Sen. Jim Anderson, R-Glenrock, said he receives complaints from neighbors in Converse County daily about flaring.
In recent years, a spate of drilling companies has targeted oil formations in the area, striking natural gas in the process. Without many pipelines to transport the natural gas to market, companies have been flaring it — or burning it off on-site. They also flare when compression stations or other infrastructure that takes the natural gas to market breaks down, Wyoming State Oil and Gas Supervisor Grant Black said.
“I would hope as a committee we could look at it on the environmental side,” Anderson told members of the Minerals, Business and Economic Development Interim Committee on Thursday.

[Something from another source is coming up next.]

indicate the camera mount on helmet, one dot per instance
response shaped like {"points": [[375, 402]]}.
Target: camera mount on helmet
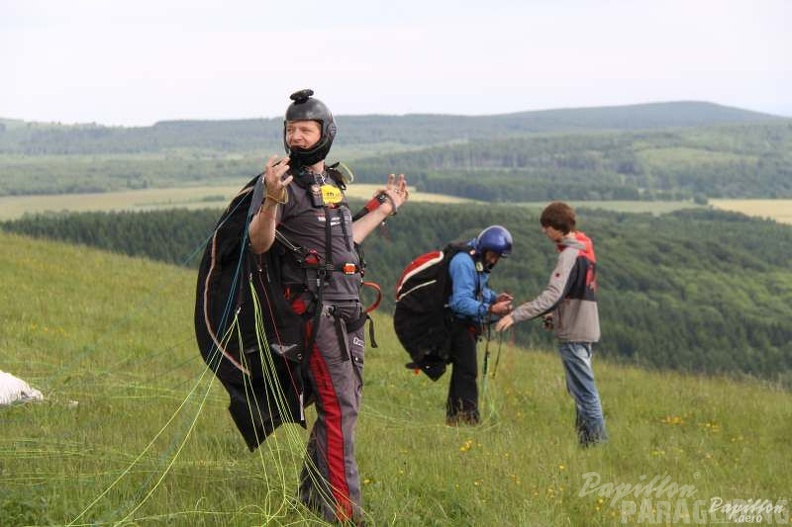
{"points": [[307, 108]]}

Flared natural gas has caused concern in state government. The state doesn’t get tax revenue from the sale of natural gas if it isn’t sold on the market. The Legislature’s
But Anderson said Thursday that the focus should also be on the environmental effects.

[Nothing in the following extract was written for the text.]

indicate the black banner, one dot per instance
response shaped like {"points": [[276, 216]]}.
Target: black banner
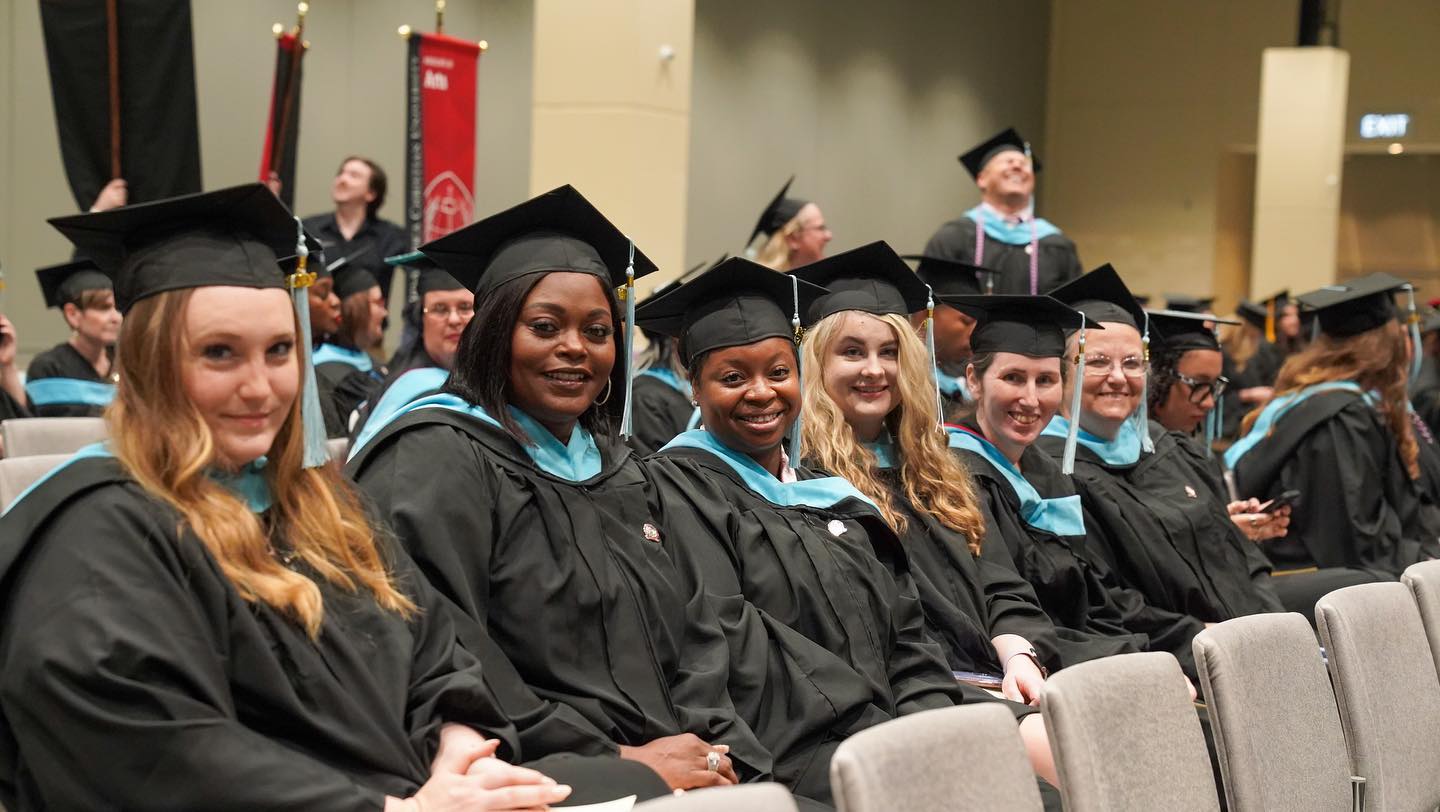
{"points": [[159, 136]]}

Committee members did not decide whether to study natural gas flaring pollution on Thursday. The topic was just scheduled to be discussed during the meeting.
Anderson arrived in Cheyenne with a local newspaper article that described proposed natural gas plant projects in Converse County. The plants also have residents concerned about pollution, he said.
Although Anderson said he didn’t know what the effects of natural gas flaring pollution are, he suspected they were minimal.
But the state should study it, “so we know for sure,” he said. “I’d like to have some answers. I think there are people in my constituency who would like to know. There are accusations that they are affected. So I think they’re entitled to know.”
Few people at the committee meeting knew about flaring pollution.
Black, the oil and gas supervisor, and Office of State Lands and Investments Director Ryan Lance said flaring causes issues with air quality but neither knew in much detail what those issues were.
Bruce Hinchey, president of the Casper-based Petroleum Association of Wyoming, said some carbon dioxide was released during natural gas flaring but he didn’t know its effect.
Jill Morrison of the Sheridan-based Powder River Basin Resource Council, a landowner group, said the concern with natural gas flaring was nitrogen, sulfur, methane and volatile organic compounds on people, soil and lakes.
She shared a 2012 article from the Research Journal of Environmental and Earth Sciences about natural gas flaring in Delta State, Nigeria, that showed respiratory effects on people who lived near it. Nigeria has little regulation of flaring, the article stated.